Mexican students on why they burn down, not sit-in
But while the images coming out of southern Mexico stand in stark contrast to the global trend, they can be seen clearly through the prism of a specific radical tradition born in a place where the rule of law has been undermined by decades of corruption, political violence, government neglect and pervasive poverty.
The Ayotzinapa rural teachers college, where the missing students are from, has a long leftist tradition of protest and dissent, going back to the 1960s and continuing through days of the “perfect dictatorship” of the Partido Revolucionario Institucional (PRI). One of the school’s more famous alumnus, Lucio Cabanas, was a guerrilla fighter killed by the Mexican army in 1974. In recent times, student protests have tended to focus on more local concerns, such as improved living conditions at the school, where the sleeping quarters look more like cell blocks than college dorms.
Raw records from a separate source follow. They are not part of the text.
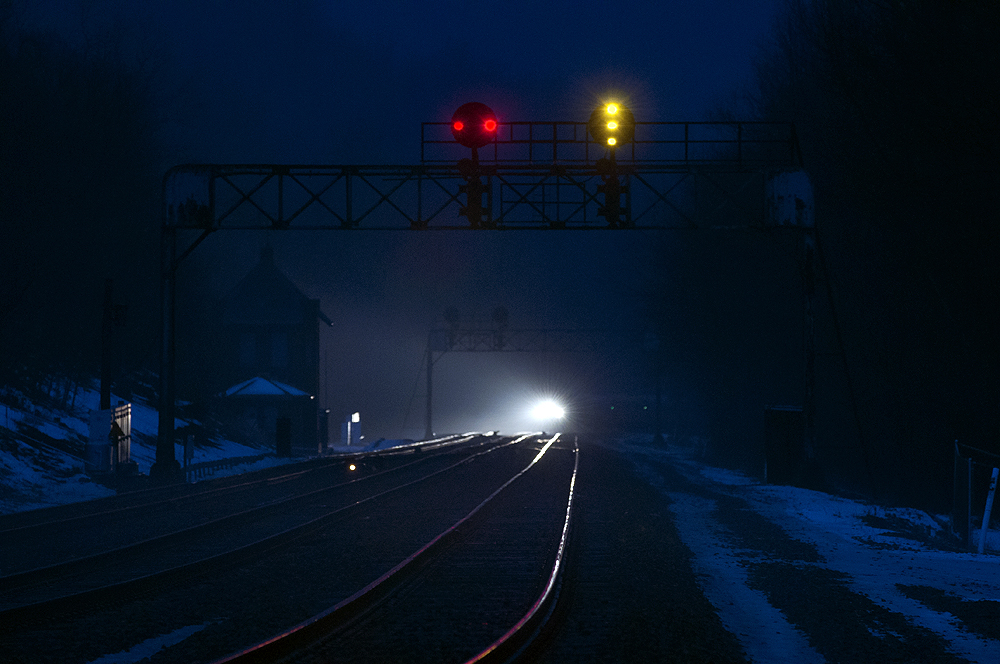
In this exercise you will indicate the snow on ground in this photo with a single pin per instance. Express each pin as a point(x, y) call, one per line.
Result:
point(853, 537)
point(36, 474)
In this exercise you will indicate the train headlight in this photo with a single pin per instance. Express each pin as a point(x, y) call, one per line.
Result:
point(548, 410)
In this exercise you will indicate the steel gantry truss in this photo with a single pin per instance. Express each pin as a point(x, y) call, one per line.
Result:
point(500, 339)
point(535, 175)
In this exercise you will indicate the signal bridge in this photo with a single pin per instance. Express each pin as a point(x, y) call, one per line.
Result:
point(611, 172)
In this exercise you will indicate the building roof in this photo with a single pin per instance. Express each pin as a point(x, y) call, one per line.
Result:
point(267, 297)
point(262, 387)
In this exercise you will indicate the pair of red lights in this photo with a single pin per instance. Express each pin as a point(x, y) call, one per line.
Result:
point(474, 125)
point(489, 125)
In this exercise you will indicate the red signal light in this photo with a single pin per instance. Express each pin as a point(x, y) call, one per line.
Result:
point(474, 125)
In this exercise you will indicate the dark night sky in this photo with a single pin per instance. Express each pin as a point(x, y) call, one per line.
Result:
point(350, 82)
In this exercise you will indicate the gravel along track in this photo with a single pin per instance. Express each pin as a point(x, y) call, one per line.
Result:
point(114, 575)
point(47, 537)
point(473, 589)
point(236, 606)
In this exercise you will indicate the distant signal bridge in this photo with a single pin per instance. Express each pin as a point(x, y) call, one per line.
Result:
point(553, 175)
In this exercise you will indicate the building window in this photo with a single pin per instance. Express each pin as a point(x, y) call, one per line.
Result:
point(279, 349)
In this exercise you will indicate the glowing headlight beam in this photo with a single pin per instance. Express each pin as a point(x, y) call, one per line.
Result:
point(548, 410)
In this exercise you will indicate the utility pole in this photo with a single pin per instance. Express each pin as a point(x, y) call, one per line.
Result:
point(429, 431)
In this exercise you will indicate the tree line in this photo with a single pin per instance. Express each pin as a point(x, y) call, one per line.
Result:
point(80, 165)
point(896, 107)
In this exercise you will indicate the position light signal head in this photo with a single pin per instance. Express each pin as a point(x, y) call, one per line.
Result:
point(474, 125)
point(612, 124)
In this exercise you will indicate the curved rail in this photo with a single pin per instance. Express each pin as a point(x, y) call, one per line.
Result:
point(314, 629)
point(116, 591)
point(519, 638)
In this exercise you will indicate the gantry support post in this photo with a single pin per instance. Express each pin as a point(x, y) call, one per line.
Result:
point(166, 469)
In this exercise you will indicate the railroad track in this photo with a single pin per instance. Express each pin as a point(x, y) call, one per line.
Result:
point(167, 498)
point(143, 566)
point(228, 607)
point(482, 590)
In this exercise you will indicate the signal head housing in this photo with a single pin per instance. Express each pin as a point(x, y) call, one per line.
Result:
point(612, 124)
point(474, 125)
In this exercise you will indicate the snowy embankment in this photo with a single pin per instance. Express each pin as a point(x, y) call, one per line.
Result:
point(889, 555)
point(41, 450)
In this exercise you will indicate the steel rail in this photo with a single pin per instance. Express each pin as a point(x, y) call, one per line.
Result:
point(136, 586)
point(314, 629)
point(512, 645)
point(173, 500)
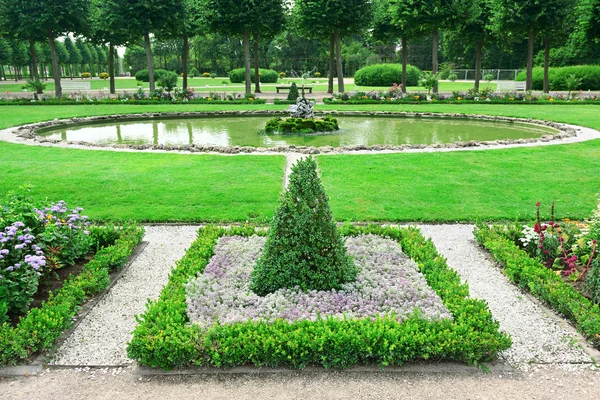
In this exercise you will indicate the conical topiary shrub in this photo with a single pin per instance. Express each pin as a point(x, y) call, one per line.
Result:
point(293, 93)
point(303, 246)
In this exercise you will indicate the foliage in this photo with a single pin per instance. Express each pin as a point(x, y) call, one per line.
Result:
point(142, 75)
point(167, 81)
point(298, 126)
point(41, 327)
point(266, 76)
point(293, 93)
point(542, 282)
point(386, 75)
point(164, 338)
point(303, 247)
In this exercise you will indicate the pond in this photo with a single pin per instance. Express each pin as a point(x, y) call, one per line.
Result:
point(248, 131)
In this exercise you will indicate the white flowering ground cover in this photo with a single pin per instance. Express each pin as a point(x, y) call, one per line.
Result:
point(388, 284)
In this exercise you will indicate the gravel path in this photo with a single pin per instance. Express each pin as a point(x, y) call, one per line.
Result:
point(537, 337)
point(101, 338)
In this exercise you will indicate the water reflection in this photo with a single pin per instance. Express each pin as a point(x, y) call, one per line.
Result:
point(246, 131)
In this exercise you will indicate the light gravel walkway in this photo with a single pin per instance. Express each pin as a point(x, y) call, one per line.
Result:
point(537, 337)
point(101, 338)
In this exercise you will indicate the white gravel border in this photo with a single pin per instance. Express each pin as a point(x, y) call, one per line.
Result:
point(101, 337)
point(537, 337)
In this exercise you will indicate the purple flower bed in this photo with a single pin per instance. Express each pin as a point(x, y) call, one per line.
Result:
point(388, 283)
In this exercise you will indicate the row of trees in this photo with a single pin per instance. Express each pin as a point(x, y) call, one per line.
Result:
point(111, 23)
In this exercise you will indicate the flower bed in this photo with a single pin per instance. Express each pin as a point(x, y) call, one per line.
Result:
point(557, 262)
point(165, 337)
point(296, 126)
point(36, 244)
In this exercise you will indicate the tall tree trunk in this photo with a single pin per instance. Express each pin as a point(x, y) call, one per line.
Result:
point(55, 70)
point(247, 61)
point(149, 61)
point(478, 64)
point(331, 62)
point(256, 69)
point(34, 71)
point(529, 82)
point(546, 64)
point(404, 61)
point(434, 61)
point(111, 67)
point(340, 68)
point(186, 53)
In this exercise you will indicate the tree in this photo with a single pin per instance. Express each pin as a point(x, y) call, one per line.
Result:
point(475, 33)
point(140, 18)
point(56, 18)
point(5, 56)
point(513, 19)
point(333, 18)
point(74, 55)
point(303, 246)
point(241, 18)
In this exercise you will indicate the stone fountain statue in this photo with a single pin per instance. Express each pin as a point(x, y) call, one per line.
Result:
point(303, 108)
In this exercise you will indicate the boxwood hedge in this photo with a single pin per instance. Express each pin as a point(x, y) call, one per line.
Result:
point(266, 75)
point(589, 75)
point(165, 338)
point(542, 282)
point(386, 75)
point(41, 327)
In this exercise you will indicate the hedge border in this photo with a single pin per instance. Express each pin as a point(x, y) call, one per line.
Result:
point(42, 327)
point(543, 283)
point(164, 337)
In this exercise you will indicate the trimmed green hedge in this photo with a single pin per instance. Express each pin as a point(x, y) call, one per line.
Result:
point(41, 327)
point(164, 337)
point(266, 75)
point(143, 76)
point(589, 75)
point(386, 75)
point(542, 282)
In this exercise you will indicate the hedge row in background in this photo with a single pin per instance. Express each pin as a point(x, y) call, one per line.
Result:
point(386, 75)
point(589, 75)
point(266, 75)
point(165, 338)
point(542, 282)
point(142, 75)
point(41, 327)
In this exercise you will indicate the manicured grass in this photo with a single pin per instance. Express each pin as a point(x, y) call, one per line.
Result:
point(497, 184)
point(147, 187)
point(206, 84)
point(463, 186)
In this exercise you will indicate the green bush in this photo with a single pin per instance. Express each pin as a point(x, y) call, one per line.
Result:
point(266, 75)
point(142, 75)
point(293, 93)
point(558, 77)
point(386, 75)
point(41, 327)
point(542, 282)
point(193, 73)
point(165, 338)
point(303, 247)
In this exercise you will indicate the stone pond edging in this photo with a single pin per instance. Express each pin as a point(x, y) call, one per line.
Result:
point(30, 132)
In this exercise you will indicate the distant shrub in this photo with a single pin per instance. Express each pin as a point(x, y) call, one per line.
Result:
point(386, 75)
point(266, 75)
point(589, 75)
point(142, 75)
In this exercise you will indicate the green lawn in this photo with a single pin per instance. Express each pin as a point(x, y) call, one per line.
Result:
point(495, 184)
point(208, 84)
point(145, 186)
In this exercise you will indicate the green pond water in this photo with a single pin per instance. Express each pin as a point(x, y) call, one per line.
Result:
point(248, 131)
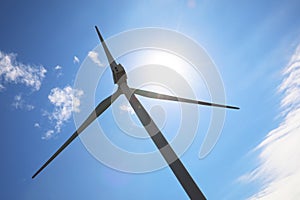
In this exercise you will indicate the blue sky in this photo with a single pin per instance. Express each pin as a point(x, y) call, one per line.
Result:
point(255, 46)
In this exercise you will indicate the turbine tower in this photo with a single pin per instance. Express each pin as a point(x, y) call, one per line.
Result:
point(120, 78)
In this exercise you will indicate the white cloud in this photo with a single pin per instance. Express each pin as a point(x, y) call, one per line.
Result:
point(19, 103)
point(76, 60)
point(127, 108)
point(36, 125)
point(57, 67)
point(12, 71)
point(94, 57)
point(49, 134)
point(279, 159)
point(65, 101)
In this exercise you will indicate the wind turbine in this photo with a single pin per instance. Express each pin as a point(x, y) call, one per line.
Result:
point(120, 78)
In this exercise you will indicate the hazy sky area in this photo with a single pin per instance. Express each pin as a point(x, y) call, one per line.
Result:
point(255, 46)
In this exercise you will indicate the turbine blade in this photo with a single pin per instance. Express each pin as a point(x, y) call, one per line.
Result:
point(96, 113)
point(155, 95)
point(164, 147)
point(110, 58)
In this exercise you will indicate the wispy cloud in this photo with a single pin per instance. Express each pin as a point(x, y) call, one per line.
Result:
point(127, 108)
point(36, 125)
point(76, 60)
point(94, 57)
point(57, 67)
point(49, 134)
point(12, 71)
point(279, 163)
point(19, 103)
point(65, 101)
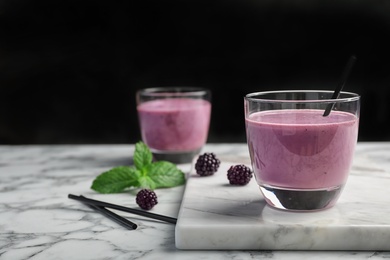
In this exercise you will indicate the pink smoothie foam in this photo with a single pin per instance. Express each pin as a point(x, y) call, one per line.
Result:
point(301, 149)
point(174, 124)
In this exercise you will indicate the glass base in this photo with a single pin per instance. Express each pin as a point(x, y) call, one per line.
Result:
point(176, 157)
point(301, 199)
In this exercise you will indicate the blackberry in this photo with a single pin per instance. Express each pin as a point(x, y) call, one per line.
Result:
point(207, 164)
point(239, 175)
point(146, 199)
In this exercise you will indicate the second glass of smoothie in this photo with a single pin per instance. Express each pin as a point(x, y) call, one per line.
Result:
point(301, 158)
point(174, 121)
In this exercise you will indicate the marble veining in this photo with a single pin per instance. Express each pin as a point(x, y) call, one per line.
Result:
point(38, 221)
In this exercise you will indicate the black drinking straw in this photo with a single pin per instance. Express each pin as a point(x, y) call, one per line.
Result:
point(122, 208)
point(341, 84)
point(111, 215)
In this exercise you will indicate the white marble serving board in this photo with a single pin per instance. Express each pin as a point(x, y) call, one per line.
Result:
point(217, 216)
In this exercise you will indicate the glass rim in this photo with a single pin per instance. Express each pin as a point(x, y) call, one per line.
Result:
point(173, 91)
point(256, 96)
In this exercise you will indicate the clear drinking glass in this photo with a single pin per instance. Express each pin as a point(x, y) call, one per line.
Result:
point(301, 158)
point(174, 121)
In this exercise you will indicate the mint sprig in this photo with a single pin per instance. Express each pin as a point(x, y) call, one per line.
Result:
point(144, 174)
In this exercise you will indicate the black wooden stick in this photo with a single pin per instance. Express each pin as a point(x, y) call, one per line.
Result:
point(341, 84)
point(122, 208)
point(111, 215)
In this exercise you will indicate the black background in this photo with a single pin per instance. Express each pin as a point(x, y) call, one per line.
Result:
point(69, 70)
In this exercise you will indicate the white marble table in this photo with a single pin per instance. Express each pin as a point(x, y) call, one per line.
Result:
point(38, 221)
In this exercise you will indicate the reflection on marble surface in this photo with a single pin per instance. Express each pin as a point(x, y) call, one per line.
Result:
point(38, 221)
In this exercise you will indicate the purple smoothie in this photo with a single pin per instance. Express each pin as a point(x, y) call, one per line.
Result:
point(301, 149)
point(174, 124)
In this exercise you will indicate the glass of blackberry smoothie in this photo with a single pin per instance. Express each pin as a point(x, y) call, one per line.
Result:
point(300, 156)
point(174, 121)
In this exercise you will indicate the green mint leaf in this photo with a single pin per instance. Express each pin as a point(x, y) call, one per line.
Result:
point(164, 175)
point(142, 155)
point(116, 180)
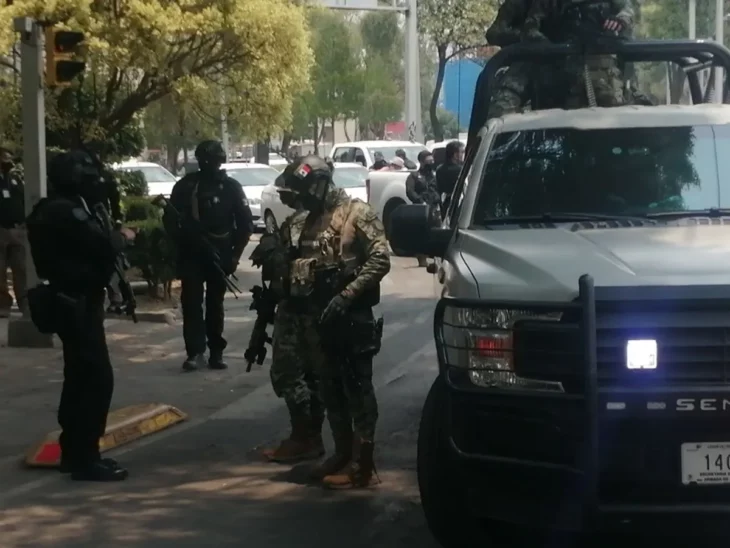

The disappearance of the 43 students, allegedly at the hands of the local government working in conjunction with a drug cartel, has changed the dynamic.
“This is a very militant group that has been fighting the government since the 60s or 70s, and they have long history of resistance,” said Vidal Romero, a professor at the ITAM university in Mexico City. “It’s not going to be easy at all for the government to quiet down this group, especially now because they have a claim that is shared by the whole country.”
Indeed, there have been peaceful protests throughout the country organized by other civic and student groups, including a massive march in Mexico City on Oct. 8.
Part of what has caused the entire country to rally around the students is what this case symbolizes: the investigation into the missing students has turned a harsh spotlight on a festering problem in Mexico, where local police are often controlled by drug gangs. For the Ayotzinapa students, they aren’t protesting against one particular group of corrupt officials, but rather against an entire corrupt system that directly attacked them.“Here we say that the government isn’t really the elected officials, it’s actually organized crime,” said Angel Nery, a student leader a the Ayotzinapa rural teachers’ college. “The government here in Guerrero is very involved with drug traffickers. There isn’t a government but a narco-government.”